31. The rules also contain instructions in detail about the points on which attention is to be focussed during the inspection of the Magistrates' courts.

Since expedition is of the utmost importance in criminal cases, a closer control, and more frequent check on the work of the judicial magistrates appear to be necessary. If cases in Magistrates' courts are to be disposed of within two months of the apprehension of the accused as suggested by us biennial inspection would appear to be inadequate. There should be annual inspections of magistrates courts as in other States and it seems that the calendar statement system can be introduced with advantage.

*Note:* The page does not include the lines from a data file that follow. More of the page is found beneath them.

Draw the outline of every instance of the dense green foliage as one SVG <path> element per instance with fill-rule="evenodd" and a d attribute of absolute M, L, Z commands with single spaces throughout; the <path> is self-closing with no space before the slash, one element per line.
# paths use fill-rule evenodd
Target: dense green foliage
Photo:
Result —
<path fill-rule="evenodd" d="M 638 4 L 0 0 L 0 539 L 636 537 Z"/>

32. No serious delays occur in the disposal of criminal cases in the courts of session in this State. As an illustration the following statement is given to show the institution, disposal and average duration of criminal work in the Poona District for the years 1953, 1954 and 1955.




Average duration

Sessions Cases




62 days




75 days




45 days

Criminal Appeals




58 days




39 days




32 days

The same however cannot be said of the magistrates courts where there are pending a fair number of cases older than six months and some over a year. The position seems to be particularly bad in the courts of the Presidency Magistrates where there seems to be heavy congestion. Counsel with experience of these courts complained of over-posting, frequent adjournments and even piecemeal hearing.

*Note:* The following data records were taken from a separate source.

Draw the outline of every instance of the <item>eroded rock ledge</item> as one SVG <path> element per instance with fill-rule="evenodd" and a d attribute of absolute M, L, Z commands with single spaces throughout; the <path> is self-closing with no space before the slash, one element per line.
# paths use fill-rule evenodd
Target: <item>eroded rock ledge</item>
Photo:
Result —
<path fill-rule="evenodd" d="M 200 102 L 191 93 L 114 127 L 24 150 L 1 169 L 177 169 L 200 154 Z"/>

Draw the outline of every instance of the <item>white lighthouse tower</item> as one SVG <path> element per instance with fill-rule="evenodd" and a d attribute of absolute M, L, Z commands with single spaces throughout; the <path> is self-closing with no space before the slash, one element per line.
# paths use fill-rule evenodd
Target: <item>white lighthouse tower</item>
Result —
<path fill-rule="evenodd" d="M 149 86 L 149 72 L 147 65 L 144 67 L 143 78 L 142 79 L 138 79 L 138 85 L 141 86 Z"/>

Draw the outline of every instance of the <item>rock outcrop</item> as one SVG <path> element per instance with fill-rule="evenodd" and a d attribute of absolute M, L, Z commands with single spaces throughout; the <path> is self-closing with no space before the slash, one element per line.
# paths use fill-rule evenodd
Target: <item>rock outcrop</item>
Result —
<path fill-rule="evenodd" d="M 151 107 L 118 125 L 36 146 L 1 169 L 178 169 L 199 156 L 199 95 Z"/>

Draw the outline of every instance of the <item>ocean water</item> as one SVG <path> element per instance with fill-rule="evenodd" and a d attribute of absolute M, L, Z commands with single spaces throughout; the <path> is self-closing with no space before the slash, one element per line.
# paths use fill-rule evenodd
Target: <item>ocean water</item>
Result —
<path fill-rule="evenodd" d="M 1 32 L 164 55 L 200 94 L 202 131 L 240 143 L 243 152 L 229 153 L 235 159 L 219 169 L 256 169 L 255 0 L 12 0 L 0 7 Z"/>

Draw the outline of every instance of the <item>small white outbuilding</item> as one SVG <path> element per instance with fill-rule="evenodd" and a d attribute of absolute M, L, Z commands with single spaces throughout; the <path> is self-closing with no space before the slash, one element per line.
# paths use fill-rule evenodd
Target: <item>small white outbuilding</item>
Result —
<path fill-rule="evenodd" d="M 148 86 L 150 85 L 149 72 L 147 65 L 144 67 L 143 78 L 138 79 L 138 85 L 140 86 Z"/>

So far as magistrates courts in the mofussil are concerned stricter supervision on the lines suggested by us would appear to be necessary. In Greater Bombay apart from increasing the number of magistrates, the appointment of honorary 'magistrates who would relieve the regular magistrates of the large number of petty cases which take up much of their time would serve a useful purpose. The institution of a mobile court like the one functioning in Calcutta and Madras can be usefully introduced in the city.

33. Section 41(2) of the Bombay Pleaders Act (XVII of 1920) reads as under:-

"Where a pleader employed in any such proceeding is from indisposition or any other reasonable cause, unable to attend on such day or at the time when the proceeding is called on, he shall notify the same to the court and thereupon the proceeding shall be stayed for such time as the court may deem reasonable".

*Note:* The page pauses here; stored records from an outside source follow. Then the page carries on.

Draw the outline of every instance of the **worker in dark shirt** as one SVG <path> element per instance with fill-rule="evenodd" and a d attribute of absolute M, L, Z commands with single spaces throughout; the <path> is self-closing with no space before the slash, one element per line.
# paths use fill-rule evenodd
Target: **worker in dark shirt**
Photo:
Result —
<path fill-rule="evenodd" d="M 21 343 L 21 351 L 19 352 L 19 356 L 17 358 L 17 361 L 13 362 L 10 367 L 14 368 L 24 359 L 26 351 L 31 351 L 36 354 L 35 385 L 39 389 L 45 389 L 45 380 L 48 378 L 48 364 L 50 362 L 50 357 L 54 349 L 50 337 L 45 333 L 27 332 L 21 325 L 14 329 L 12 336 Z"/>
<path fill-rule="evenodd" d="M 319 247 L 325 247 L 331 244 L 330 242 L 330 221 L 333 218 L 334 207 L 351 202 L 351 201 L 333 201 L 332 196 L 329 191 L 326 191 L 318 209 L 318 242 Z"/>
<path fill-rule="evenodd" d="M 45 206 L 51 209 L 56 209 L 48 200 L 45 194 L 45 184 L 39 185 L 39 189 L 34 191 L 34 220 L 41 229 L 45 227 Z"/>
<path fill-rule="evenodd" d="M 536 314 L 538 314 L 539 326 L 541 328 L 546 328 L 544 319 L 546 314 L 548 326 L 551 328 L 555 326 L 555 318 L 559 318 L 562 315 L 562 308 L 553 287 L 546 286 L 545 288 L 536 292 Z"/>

Though the High Court has time and again issued circulars directing the subordinate courts to be strict in granting adjournments, yet the above statutory provision frequently nullifies the effect. We have been told that the pleaders not infrequently resort to the afore-mentioned provision when they want an adjournment of a case. "Indisposition" as a ground for adjournment has not been statutorily recognized in any other State in our country. We recommend the early repeal of this provision, which is capable of abuse.

34. Sessions cases are tried with the aid of jury in Greater Bombay only. We have already noticed the reports about its unsatisfactory working and suggested its abolition.

35. At present, the High Court is functioning with seventeen judges including the Chief Justice and three additional judges appointed for a period of one year. Some of the judges hold sittings at Nagpur and Rajkot. The accompanying Tables show the work turned out by the High Court in its original and appellate jurisdiction during the three years 1954-56 and the number of proceedings pending on 1st January, 1957 according to their years of institution. It is evident from the figures given in the Tables (Table Nos. 1, 2 and 3) that the work in the High Court is under control. There is however an accumulation of first and second appeals, a fair number of the first appeals being five years old. The recent increase in the strength of the court should help in reducing their number.

This is the only High Court which does not give the average duration of first and second appeals in the High Court, in the annual administration reports though this used to be done previously. We trust that in this matter the Bombay High Court will fall into line with the other High Courts.